Neuronal cell cycle dysregulation is closely related with the neuronal death in Alzheimer’s disease (AD), but the detailed mechanism linking the two processes is unclear. Cyclin-dependent kinase 5 (Cdk5) is described as an atypical Cdk, which has been shown to have no cell cycle promoting activity. Yet while Cdk5 may not promote the cycle, we have found that Cdk5 may play a role in maintaining the quiescent stage of post-mitotic neuron. In this chapter, we review recent findings concerning the cell cycle suppression activity of Cdk5, and relate this function to the initiation and progression of neurodegenerative diseases, in particular AD. Our data suggest that nuclear Cdk5 can block the cell cycle.
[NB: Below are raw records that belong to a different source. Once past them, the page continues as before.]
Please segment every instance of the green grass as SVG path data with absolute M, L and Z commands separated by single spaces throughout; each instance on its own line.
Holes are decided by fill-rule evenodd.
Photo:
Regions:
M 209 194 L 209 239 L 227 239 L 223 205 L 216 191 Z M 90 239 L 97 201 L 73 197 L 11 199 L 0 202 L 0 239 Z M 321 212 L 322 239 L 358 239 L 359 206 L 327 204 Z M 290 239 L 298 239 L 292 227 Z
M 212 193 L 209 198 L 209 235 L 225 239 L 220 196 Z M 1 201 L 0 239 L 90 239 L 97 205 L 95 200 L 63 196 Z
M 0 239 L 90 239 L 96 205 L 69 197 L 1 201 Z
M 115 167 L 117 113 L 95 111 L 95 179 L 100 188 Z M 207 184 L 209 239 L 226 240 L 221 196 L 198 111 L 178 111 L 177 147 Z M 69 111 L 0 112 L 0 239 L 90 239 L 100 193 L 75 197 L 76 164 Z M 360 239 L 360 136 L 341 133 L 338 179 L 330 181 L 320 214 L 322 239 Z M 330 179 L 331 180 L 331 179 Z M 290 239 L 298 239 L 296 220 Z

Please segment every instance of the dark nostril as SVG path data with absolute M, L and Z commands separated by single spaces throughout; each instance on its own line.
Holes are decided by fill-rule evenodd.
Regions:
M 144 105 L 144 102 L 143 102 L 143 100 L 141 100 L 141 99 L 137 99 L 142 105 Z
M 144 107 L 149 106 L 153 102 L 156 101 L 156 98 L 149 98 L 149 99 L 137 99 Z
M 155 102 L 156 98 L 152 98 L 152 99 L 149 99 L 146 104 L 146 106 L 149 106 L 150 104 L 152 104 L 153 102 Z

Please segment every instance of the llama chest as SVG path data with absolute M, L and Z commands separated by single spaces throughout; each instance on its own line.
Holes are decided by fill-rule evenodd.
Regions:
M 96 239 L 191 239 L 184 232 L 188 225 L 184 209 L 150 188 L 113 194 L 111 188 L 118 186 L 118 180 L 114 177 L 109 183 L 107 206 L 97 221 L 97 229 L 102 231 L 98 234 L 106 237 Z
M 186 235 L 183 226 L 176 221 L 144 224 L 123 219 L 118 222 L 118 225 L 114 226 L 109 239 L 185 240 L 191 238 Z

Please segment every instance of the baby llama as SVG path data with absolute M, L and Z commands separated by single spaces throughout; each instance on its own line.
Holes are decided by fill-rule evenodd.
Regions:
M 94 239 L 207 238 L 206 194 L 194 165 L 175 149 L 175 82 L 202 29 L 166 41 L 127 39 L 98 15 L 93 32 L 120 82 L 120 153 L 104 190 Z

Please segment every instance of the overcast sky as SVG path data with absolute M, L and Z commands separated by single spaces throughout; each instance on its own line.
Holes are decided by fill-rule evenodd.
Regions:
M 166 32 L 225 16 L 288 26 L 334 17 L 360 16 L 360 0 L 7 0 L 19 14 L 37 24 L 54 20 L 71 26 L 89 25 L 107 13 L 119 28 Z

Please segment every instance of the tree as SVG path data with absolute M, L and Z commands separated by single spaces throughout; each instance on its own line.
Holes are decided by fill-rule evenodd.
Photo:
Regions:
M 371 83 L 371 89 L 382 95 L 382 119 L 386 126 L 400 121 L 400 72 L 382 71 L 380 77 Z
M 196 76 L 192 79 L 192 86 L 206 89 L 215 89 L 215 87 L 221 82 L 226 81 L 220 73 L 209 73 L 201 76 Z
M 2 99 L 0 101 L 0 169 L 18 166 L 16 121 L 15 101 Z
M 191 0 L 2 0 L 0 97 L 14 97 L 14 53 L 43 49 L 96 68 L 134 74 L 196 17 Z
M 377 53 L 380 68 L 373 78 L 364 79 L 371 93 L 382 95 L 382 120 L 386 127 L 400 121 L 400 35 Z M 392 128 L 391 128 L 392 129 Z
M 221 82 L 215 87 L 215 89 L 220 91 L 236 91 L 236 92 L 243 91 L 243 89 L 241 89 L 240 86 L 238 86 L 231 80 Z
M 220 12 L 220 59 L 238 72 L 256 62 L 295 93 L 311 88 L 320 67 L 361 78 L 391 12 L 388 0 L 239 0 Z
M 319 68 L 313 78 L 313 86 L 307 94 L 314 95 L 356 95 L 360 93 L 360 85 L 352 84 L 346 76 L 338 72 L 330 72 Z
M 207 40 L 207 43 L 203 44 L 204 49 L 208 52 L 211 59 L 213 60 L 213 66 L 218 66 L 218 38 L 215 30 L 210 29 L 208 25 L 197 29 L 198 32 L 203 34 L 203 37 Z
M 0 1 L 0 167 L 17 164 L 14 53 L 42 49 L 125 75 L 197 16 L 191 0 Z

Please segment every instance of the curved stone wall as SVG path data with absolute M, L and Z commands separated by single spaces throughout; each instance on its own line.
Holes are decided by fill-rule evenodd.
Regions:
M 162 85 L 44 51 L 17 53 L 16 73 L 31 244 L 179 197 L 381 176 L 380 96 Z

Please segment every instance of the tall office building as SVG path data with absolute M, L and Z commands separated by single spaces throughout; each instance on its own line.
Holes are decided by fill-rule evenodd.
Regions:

When the post-mitotic neuron is subjected to β-amyloid stress, Cdk5 is translocated from nucleus to cytoplasm. Deprived of its nuclear Cdk5, the post-mitotic neuron will re-enter into cell cycle, ultimately leading the cycling neuron to die rather than divide. Our work has identified the molecular basis of the cell cycle suppression effect of Cdk5. Taken together, our data reveal that Cdk5 does indeed regulate cell cycle activity. These finding may provide new pharmacotherapeutic approach to treating brain disorders such as AD.